Mr. Sharp[[91]] counsels us: “Prefer a life of energy to a life of inaction. There are always kind friends enough ready to preach up caution and delay, &c. Yet it is impossible to lay down any general rule of a prudential kind. Every one must be judged of after a careful review of all its circumstances; for if one, only one, be overlooked, the decision may be injurious or fatal. Thus, there will ever be many conflicting reasons for and against a spirit of enterprise and a habit of caution.
“Those who advise others to withstand the temptations of hope will always appear to be wiser than they really are, for how often can it be made certain that the rejected and untried hazard would have been successful? Besides, those who dissuade us from action have corrupt but powerful allies in our indolence, irresolution, and cowardice. To despond is very easy, but it requires works as well as faith to engage successfully in a difficult undertaking.
“There are, however, few difficulties that hold out against real attacks: they fly, like the visible horizon, before those who advance. A passionate desire and an unwearied will can perform impossibilities, or what seem to be so to the cold and the feeble. If we do but go on, some unseen path will open among the hills.
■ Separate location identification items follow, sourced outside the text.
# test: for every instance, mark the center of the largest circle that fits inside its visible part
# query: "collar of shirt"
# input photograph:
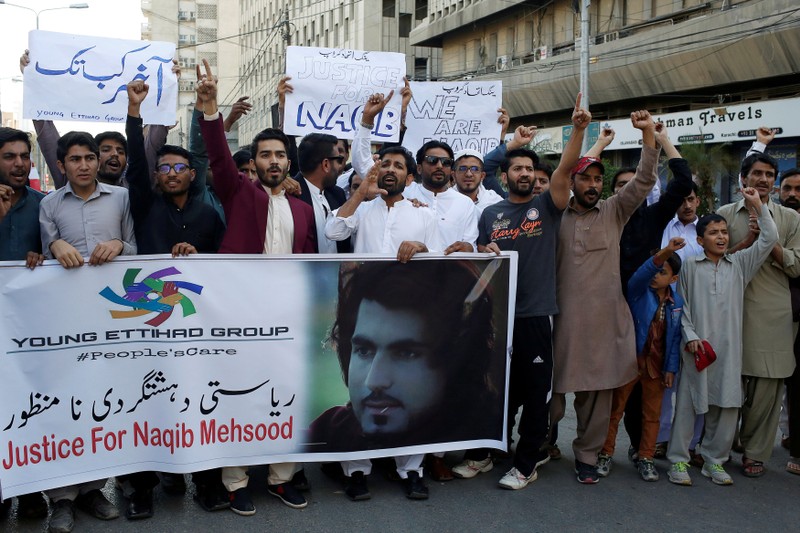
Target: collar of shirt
(281, 193)
(100, 188)
(571, 206)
“We must not allow ourselves to be discouraged by the apparent disproportion between the result of single efforts and the magnitude of the obstacles to be encountered. Nothing great or good is to be obtained without courage and industry; but courage and industry must have sunk in despair, and the world must have remained unornamented and unimproved, if men had nicely compared the effect of a single stroke of the chisel with the pyramid to be raised, or of a single impression of the spade with the mountain to be levelled.
“Efforts, it must not be forgotten, are as indispensable as desires. The globe is not to be circumnavigated by one wind. ‘It is better to wear out than to rust,’ says Bishop Cumberland. ‘There will be time enough for repose in the grave,’ said Nicole to Pascal. In truth, the proper rest for man is change of occupation.
“The toils as well as risks of an active life are commonly overrated, so much may be done by the diligent use of ordinary opportunities; but they must not always be waited for. We must not only strike the iron while it is hot, but strike it till ‘it is made hot.’ Herschel, the great astronomer, declares that 90 or 100 hours, clear enough for observation, cannot be called an unproductive year.
“The lazy, the dissipated, and the fearful, should patiently see the active and the bold pass them in the course. They must bring down their pretensions to the level of their talents. Those who have not energy to work must learn to be humble, and should not vainly hope to unite the incompatible enjoyments of indolence and enterprise, of ambition and self-indulgence.”
These lines of fair encouragement are the advice of a man of the world, but whose feelings had not become blunted by his intercourse with the world: he was one of the most cheerful, amiable, and happy beings it ever fell to our lot to know; his joyous manner was the true index to his large and sound heart.
[91]. Mr. Richard Sharp, F.R.S., and some time M.P. for Port-Arlington, in Ireland. He was celebrated for his conversational talents, and hence was known as “Conversation Sharp.” At Fridley-farm, Sir James Macintosh, and other distinguished men of his day, were frequently Mr. Sharp’s guests. Of his volume of Letters, Essays, and Poems, a third edition appeared in 1834.